Dave Hoffman of the blog Concurring Opinions posts an interview with writer Pat Rothfuss here. Among the questions:
Can you imagine creating and writing explicitly about a world where magic and a litigation-based, common-law system, co-existed?
Absolutely. In fact, I've written such a world. You don't see much of it in this first book, but there is a working common-law system in my world. I don't think that the rule of law and magic are mutually exclusive at all.
Thanks to Sydney Beckman of Charleston School of Law for alerting me to this post.
My interest lies in exploring how working magic (real results, not imaginary) may affect the practice of law. Using an example from D&D, having something like Zone of Truth available would radically alter how witnesses and suspects are questioned on the stand. Indeed, I think it more likely Zone would be used during the initial interrogation, in order to avoid future embarrassments at trial.
Speaking of interrogations.

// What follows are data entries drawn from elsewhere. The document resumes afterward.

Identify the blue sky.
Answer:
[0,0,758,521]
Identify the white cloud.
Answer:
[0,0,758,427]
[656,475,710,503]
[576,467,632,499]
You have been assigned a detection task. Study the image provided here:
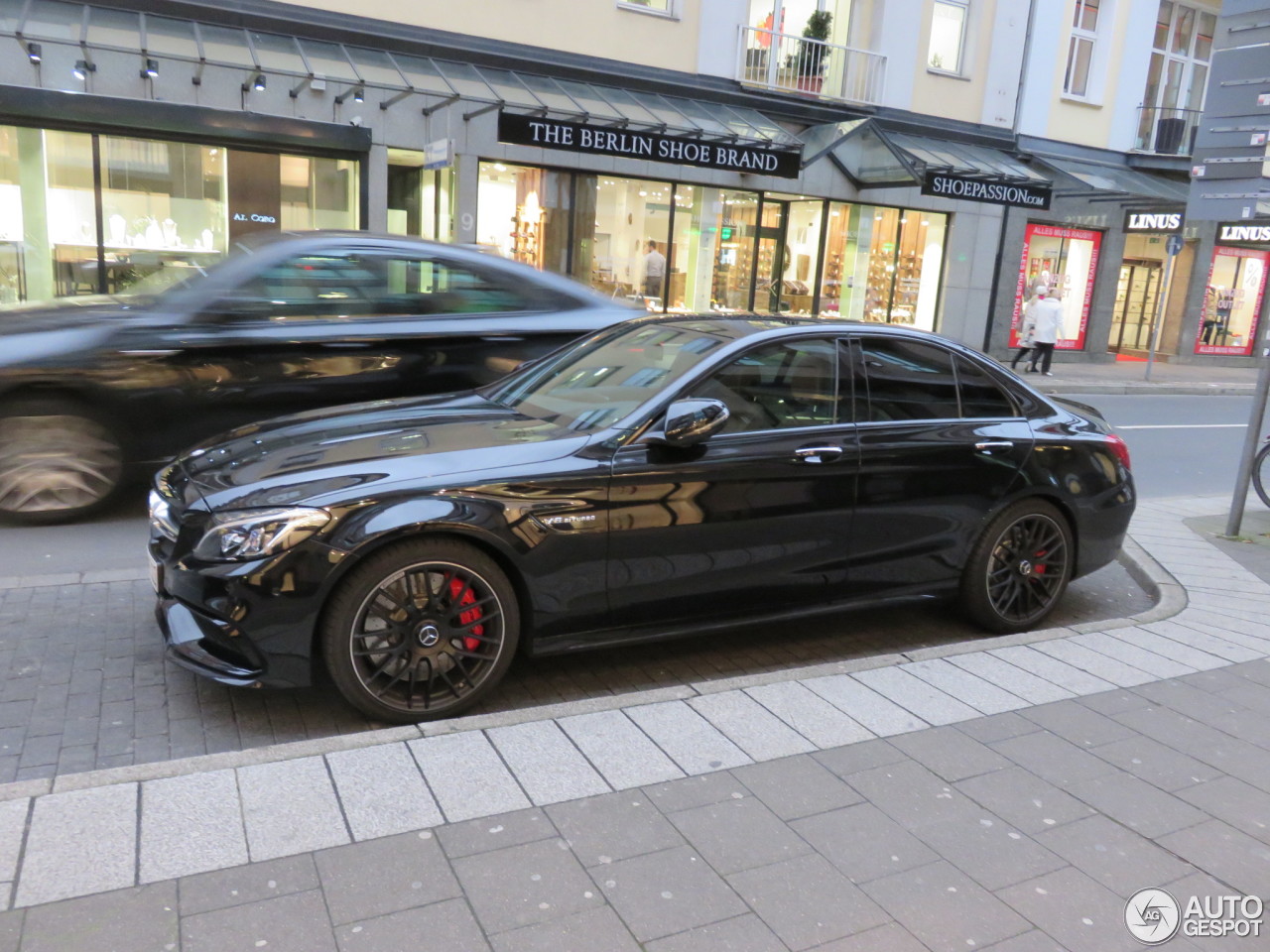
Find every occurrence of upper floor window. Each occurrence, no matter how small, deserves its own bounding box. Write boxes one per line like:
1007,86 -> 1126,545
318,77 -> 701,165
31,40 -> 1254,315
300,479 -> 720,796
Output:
1134,0 -> 1216,155
926,0 -> 969,72
617,0 -> 676,17
1063,0 -> 1102,98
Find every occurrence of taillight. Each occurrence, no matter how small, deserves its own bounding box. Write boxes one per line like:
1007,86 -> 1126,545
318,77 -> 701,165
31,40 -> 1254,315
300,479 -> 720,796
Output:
1107,432 -> 1133,471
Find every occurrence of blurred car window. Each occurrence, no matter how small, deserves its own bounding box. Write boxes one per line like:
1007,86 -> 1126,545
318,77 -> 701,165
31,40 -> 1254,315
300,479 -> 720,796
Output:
693,340 -> 838,432
860,337 -> 961,422
211,251 -> 535,321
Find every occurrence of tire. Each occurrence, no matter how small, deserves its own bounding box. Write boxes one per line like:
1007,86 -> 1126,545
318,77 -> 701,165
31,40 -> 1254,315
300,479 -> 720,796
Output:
961,499 -> 1075,635
1252,440 -> 1270,509
318,538 -> 521,724
0,398 -> 124,526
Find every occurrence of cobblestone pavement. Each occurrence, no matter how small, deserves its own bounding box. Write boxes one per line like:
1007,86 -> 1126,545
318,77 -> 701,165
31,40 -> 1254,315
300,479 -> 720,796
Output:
0,565 -> 1151,783
0,499 -> 1270,952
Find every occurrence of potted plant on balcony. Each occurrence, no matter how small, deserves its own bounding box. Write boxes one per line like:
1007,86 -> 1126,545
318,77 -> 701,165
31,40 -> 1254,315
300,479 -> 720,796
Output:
797,10 -> 833,92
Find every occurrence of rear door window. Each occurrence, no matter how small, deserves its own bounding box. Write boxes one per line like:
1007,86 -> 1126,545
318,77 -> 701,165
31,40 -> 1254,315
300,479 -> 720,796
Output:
857,335 -> 961,422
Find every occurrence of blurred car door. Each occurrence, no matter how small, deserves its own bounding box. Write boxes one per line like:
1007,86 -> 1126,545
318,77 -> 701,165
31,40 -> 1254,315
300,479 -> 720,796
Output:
848,334 -> 1034,597
123,246 -> 588,454
609,337 -> 857,635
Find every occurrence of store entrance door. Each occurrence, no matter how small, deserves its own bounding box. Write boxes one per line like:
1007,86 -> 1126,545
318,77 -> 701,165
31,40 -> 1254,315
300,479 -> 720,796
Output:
753,195 -> 825,314
1107,258 -> 1161,354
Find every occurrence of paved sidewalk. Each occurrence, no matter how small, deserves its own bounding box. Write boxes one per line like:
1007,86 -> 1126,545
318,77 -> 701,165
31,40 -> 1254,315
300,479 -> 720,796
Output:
0,496 -> 1270,952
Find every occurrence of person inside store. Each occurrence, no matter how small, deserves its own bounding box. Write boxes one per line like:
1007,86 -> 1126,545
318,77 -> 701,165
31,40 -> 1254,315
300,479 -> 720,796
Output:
644,239 -> 666,298
1024,285 -> 1063,377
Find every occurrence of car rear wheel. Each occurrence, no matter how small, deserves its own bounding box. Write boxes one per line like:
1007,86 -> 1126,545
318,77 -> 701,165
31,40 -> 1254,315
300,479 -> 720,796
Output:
321,539 -> 521,724
0,400 -> 123,525
961,499 -> 1074,634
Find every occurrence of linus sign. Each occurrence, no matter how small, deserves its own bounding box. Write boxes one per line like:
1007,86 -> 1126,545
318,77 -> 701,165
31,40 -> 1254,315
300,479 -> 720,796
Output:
922,173 -> 1051,210
498,113 -> 800,178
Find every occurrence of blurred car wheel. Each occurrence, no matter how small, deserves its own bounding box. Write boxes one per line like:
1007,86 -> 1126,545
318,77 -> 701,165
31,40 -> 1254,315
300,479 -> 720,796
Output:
0,399 -> 123,525
321,538 -> 521,724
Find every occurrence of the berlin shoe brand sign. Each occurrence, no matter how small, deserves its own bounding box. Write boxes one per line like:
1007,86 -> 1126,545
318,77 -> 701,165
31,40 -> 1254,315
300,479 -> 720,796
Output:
1124,212 -> 1185,235
1216,219 -> 1270,245
498,113 -> 800,178
922,172 -> 1052,210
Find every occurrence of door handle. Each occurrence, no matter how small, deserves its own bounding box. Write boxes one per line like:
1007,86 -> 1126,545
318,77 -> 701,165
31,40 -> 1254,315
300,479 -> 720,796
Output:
794,447 -> 842,463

For my ever in progress home brew Dragon Earth I came up with the following for seances.
1. The only furniture allowed in the seance chamber are two solid wood chairs. The only recording equipment a pair of video cameras connected to recording equipment in a room located elsewhere. Cameras to provide a live feed as well. The room must otherwise be bare of any and all decoration.
2. Only two living persons are allowed to be physically present at a seance, the psychic and a witness.

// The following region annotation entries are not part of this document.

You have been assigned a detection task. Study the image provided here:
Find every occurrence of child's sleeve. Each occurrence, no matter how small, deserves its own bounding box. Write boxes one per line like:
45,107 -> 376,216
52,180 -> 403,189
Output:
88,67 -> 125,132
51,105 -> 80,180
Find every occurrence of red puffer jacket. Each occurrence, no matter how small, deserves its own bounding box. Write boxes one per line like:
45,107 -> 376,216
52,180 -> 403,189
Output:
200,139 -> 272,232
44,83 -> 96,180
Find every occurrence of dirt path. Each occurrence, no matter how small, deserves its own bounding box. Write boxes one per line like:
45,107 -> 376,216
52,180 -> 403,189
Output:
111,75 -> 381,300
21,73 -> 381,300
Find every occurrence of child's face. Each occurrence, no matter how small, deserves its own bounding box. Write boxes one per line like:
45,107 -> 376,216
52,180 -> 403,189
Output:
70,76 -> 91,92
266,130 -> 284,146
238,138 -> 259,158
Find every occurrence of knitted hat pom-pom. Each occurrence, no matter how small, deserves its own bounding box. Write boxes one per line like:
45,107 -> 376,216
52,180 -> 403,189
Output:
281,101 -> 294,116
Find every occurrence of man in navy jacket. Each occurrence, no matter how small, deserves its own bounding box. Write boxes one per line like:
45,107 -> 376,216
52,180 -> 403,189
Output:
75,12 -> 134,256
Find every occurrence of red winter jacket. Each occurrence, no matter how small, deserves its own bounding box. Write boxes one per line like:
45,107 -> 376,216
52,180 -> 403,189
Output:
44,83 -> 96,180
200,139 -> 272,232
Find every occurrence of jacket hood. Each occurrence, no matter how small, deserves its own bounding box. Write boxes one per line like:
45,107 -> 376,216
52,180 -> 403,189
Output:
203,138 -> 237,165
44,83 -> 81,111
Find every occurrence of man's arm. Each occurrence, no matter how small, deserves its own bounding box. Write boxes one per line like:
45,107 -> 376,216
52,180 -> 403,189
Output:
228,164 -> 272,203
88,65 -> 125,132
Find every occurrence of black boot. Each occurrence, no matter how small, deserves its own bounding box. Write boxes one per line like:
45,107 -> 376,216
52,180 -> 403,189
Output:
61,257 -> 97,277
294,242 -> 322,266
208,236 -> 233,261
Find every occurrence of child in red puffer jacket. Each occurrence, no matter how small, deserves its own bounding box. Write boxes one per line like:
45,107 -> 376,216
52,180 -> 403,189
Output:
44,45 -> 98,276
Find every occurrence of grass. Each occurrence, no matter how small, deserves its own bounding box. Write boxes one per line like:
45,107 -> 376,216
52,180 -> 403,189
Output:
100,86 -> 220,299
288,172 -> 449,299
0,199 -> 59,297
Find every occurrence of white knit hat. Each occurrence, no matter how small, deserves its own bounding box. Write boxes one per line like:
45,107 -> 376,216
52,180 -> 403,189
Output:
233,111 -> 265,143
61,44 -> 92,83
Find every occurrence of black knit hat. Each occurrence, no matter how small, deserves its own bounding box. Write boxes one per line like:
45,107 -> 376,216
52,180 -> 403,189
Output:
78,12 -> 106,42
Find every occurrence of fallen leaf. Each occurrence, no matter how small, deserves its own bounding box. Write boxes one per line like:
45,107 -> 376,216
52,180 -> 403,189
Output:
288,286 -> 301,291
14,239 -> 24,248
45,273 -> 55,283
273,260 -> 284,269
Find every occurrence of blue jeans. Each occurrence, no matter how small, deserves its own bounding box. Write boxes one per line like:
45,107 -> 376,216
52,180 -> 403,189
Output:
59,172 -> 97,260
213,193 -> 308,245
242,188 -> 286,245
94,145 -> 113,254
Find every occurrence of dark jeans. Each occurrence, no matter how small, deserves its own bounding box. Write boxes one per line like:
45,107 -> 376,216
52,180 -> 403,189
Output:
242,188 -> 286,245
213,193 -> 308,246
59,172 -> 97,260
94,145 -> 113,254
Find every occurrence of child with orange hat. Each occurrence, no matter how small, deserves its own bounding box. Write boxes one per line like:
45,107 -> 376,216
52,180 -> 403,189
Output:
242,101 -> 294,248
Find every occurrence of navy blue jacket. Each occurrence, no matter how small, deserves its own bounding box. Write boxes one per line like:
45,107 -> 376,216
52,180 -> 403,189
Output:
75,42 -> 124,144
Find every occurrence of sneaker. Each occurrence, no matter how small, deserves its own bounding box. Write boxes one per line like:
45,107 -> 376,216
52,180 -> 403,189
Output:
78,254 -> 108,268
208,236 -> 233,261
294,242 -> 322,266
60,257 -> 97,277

3. The seance must be recorded on video, with two engineers present to operate the machinery and to act as eyewitnesses to events. (The recording medium used previously depended on available technology.
4. No more than four witnesses total. More increases the chance of psychic or magical manipulation of perceptions.

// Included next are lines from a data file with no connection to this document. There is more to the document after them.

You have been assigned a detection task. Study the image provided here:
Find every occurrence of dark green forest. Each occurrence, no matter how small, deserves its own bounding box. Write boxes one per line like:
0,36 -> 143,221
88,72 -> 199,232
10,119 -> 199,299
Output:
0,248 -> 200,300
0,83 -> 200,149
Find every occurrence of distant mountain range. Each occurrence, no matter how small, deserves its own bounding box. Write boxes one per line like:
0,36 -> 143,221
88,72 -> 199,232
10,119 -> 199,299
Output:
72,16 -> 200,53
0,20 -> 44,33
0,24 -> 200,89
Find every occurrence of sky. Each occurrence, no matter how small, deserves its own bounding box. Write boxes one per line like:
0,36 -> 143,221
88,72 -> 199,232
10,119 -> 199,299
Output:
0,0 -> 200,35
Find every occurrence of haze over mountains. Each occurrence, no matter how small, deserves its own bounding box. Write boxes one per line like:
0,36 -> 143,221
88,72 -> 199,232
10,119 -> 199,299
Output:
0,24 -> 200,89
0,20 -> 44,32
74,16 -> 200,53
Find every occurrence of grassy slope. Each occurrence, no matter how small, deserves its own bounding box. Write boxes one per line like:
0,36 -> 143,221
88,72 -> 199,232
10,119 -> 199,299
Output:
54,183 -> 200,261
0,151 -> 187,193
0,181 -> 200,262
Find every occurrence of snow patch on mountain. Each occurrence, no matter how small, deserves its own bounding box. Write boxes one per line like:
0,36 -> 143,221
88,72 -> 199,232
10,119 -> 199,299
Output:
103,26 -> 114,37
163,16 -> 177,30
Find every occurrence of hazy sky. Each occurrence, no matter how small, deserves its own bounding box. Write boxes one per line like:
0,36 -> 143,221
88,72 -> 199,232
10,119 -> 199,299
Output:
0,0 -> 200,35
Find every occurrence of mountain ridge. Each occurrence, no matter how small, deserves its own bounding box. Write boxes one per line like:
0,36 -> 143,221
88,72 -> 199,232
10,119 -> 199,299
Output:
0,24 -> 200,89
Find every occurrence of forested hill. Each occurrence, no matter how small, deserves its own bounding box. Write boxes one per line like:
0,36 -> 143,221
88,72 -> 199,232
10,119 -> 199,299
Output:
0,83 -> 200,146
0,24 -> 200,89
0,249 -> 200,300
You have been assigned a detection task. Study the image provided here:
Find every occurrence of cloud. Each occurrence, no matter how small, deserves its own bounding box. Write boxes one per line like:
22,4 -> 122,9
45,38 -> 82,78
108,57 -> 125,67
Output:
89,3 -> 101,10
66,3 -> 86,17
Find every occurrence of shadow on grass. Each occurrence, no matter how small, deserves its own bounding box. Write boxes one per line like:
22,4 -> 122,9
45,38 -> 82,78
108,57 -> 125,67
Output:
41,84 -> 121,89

5. If the deceased appears different to each witness, the seance is invalid. If the deceased appears different on screen and/or in the recording, the seance is invalid.
6. The deceased must appear before each witness, 'live' on screen, and in each recording for a seance to be valid.
Probably other considertions, but that's for fussbudgets and worry warts to fret about.
And speaking of Laurel K. Hamilton...
Undead have no rights. With the exception of vampires (common law mostly) and liches (recently earned thanks to their service during the Lich King's War (he hated other liches)). Ghouls are treated as undead though they are not, technically speaking, undead.
There are other differences. For one thing, the people of Dragon Earth are not as privacy proud as we tend to be. So they accept methods of investigation and interrogation we would not countenance. Then too, the goal of investigations in Dragon Earth law is to determine and apprehend the subject, not find a suspect. It's cheaper and less time consuming in the end.
Taking typical fantasy magic abilities, which would you say are best for application in law?